Rants & Raves, the new hangout for infidels on the internet, is my new favorite forum. There is (so far) no moderation, so its a strange combination of logical arguments and references, sprinkled with insults and boobs. I think its wonderful :)
I wasnt aware that it had become so popular until I started noticing the woo-ers coming out of the woodwork. First the anti-vaxer from mothering.com, now an HIV Denier. If the poster isnt being a poseur, its none other than David Rasnick.
The same David Rasnick who 'collaborated' with Matthias Rath, a professional woo-er who says vitamins can cure AIDS and cancer.
Thats another topic for another post, but what the heck is Rasnick doing on Rants & Raves? Posting on a thread about a new HIV study you might have seen on the news:
Identification of Host Proteins Required for HIV Infection Through a Functional Genomic Screen.
I dont even have to go through his whole post-- the first sentence could not be made by a virologist with a sound mind:
I was surprised to learn the Harvard study led by Professor Stephen Elledge was conducted in highly aneuploid "HeLa-derived TZM-bl cells". I've worked the past 11 years studying the consequences of aneuploidy and feel I should pass along some of my concerns about the study's experiments and the authors' conclusions.I cannot, for the life of me, figure out why this dude is 'surprised' at the use of a cell line called 'TZM-bl'. TZMs are standard in HIV research laboratories. To any HIV researcher, why these cells were used by Elledge et al is shockingly obvious. Even to someone unfamiliar with modern HIV research, like an HIV Denier might be, the reason why this cell line was used is described on the first page of the article.
HeLa cells are a cell line derived from a 1951 case of HPV induced cervical cancer (side note: some say they are no longer human). TZMs are special HeLa cells that have basically been genetically engineered for HIV research-- They express CD4 (normally only expressed on T-cells, the target of HIV-1), and the TZMs genome contains two 'reporter genes'. If the TZM is infected with HIV, a protein tat will start transcribing the two reporter genes! One reporter gene you can stain with a dye and see underneath a microscope, like I did in this post. You can also use the other reporter gene by blowing up all your cells and doing a luciferase assay.
So an HIV lab using TZMs should not be surprising to anyone supposedly as familiar with HIV research as Rasnick.
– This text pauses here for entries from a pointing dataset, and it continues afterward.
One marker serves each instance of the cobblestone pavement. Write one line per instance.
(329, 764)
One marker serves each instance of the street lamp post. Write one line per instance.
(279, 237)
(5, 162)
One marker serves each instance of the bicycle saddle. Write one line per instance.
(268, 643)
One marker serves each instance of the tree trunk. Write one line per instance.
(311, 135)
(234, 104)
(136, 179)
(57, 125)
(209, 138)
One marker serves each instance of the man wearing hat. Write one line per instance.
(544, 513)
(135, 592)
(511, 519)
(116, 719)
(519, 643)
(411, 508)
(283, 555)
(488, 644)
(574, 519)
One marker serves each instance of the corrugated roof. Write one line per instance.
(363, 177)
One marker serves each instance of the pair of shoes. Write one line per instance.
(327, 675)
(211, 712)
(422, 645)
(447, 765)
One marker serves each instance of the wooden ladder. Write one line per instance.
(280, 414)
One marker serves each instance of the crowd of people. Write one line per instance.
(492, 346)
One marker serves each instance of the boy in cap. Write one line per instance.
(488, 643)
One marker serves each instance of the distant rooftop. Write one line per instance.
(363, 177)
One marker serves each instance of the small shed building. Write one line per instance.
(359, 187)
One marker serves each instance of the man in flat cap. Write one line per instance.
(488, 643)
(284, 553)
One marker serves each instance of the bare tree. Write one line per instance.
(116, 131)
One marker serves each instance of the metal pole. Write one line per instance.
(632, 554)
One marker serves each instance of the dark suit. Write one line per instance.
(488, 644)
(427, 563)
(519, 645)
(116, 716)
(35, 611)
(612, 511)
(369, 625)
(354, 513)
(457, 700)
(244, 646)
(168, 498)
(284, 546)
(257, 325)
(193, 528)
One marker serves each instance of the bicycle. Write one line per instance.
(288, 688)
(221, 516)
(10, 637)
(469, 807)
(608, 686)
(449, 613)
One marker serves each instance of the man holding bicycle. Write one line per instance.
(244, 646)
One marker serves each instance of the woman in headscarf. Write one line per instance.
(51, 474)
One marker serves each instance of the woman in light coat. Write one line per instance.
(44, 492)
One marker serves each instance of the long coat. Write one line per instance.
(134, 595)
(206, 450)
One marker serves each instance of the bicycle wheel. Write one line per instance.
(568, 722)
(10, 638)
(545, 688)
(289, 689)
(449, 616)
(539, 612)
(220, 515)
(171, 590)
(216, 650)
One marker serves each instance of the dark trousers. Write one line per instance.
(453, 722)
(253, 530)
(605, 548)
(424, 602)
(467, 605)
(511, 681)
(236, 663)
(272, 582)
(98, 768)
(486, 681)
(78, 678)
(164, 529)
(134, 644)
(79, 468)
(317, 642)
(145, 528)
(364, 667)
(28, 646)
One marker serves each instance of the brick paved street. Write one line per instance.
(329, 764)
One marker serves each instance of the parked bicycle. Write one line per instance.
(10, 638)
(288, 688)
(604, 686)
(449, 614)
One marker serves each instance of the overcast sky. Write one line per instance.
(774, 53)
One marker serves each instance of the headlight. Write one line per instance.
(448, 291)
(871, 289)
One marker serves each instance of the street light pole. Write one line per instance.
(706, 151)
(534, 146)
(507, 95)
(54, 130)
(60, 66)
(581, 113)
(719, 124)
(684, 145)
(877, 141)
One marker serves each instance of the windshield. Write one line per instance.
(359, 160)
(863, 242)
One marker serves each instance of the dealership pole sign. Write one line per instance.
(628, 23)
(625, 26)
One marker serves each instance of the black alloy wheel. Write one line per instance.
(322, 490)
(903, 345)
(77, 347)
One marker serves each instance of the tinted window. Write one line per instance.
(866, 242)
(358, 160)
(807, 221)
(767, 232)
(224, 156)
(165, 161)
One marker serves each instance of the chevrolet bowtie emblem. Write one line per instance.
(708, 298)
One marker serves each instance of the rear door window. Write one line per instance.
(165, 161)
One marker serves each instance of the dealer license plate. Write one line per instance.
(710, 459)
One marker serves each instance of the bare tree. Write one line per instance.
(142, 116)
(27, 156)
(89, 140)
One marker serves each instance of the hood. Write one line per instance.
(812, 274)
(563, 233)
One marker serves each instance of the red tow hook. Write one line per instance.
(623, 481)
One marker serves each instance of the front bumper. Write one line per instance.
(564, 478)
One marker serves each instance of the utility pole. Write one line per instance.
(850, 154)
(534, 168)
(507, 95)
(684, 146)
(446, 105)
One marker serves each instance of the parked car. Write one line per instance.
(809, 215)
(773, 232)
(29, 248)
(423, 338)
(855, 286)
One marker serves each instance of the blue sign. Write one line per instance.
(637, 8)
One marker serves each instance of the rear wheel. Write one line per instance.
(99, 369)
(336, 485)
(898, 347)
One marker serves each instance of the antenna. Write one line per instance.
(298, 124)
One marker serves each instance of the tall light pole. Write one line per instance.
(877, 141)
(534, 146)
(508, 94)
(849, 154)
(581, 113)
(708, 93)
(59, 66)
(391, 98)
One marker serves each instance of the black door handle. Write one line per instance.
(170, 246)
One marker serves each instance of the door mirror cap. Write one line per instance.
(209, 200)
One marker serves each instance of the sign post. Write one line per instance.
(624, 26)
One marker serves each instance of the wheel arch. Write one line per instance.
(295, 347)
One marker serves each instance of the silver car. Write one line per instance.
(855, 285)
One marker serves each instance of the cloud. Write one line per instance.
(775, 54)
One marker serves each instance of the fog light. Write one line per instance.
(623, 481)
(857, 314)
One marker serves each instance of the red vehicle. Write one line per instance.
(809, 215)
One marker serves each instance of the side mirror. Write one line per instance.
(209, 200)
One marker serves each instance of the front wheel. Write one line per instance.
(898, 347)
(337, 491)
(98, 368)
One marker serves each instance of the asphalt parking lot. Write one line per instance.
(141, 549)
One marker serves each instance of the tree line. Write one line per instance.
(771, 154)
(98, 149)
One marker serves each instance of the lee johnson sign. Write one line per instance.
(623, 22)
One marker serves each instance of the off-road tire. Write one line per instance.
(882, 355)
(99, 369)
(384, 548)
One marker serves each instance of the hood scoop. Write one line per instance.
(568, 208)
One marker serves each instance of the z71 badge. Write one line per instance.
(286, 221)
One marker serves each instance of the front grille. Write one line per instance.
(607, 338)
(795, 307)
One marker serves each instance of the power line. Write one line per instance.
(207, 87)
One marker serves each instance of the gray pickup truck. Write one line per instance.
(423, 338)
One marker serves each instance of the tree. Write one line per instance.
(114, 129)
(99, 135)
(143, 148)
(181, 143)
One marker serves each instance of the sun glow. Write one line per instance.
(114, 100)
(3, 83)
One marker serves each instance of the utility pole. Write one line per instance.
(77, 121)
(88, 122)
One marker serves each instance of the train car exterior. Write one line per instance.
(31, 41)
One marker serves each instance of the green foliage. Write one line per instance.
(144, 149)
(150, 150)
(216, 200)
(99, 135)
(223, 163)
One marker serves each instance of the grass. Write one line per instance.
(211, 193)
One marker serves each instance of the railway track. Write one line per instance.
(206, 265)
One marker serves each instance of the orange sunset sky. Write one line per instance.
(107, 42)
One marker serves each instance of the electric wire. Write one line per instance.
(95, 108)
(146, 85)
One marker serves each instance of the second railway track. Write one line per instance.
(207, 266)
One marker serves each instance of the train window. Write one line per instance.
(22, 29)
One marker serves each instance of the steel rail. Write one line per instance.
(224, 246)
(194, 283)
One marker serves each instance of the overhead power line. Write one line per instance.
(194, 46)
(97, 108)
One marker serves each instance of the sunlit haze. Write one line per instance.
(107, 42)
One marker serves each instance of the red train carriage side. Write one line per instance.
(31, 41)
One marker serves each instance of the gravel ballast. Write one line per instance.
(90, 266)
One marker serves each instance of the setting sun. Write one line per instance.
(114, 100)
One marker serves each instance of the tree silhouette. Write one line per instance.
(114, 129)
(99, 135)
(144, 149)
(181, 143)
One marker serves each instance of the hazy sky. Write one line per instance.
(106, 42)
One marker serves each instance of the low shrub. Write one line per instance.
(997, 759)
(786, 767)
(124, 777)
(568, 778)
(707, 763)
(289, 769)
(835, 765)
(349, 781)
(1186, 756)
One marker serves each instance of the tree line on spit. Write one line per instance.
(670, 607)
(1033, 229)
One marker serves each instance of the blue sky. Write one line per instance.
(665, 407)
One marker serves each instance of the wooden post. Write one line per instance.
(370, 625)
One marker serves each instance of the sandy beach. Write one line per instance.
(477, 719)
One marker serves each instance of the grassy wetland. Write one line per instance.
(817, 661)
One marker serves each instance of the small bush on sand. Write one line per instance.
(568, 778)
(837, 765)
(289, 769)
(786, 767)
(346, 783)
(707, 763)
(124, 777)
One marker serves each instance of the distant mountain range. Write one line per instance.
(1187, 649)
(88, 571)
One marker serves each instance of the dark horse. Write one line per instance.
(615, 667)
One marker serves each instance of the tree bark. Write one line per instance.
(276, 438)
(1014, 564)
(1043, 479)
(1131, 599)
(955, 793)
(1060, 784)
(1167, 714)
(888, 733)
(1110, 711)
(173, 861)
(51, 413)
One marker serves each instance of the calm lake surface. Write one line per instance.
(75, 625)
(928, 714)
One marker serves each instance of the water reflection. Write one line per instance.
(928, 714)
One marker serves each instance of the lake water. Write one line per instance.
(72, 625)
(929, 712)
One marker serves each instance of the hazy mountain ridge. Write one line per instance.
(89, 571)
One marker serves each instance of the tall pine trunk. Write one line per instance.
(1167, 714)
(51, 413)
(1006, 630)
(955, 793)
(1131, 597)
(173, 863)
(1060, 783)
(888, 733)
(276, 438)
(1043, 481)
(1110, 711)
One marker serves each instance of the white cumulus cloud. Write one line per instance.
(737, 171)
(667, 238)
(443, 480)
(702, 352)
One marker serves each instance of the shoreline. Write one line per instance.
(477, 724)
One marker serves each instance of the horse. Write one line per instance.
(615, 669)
Ignoring all of that, Elledge et al also explained specifically why they used TZMs in their paper and in supporting materials. They needed the reporter genes for their initial controls and in their experimental procedures. Those reporter genes are not in patient donated PBMCs. They also gave other reasons for why TZMs were used, though they were not ideal:
TZM-bl cells were chosen due to limitations in experimental methods using more relevant T and macrophage cell lines. They proved useful for screening because they are easily transfected with siRNA, are hardy enough to survive high throughput manipulations and support a full HIV lifecycle to produce infectious virions.There are positives and negatives to all cell lines, but there are also positive and negatives to using fresh PBMCs. There are positives and negatives to using animal models or human subjects.
Im going through all of this with my own research-- I started with cell lines, then I moved to using PBMCs. Then Im going to try organotypic cell cultures, then animal models, then hopefully I will have a PhD and pass the project to someone else :) But while I want my research to be as biologically relevant as possible, Im not going to wait until vaccine trials to publish a friggen paper.
Ugh, friggen stupid comment from a stupid friggen Denier.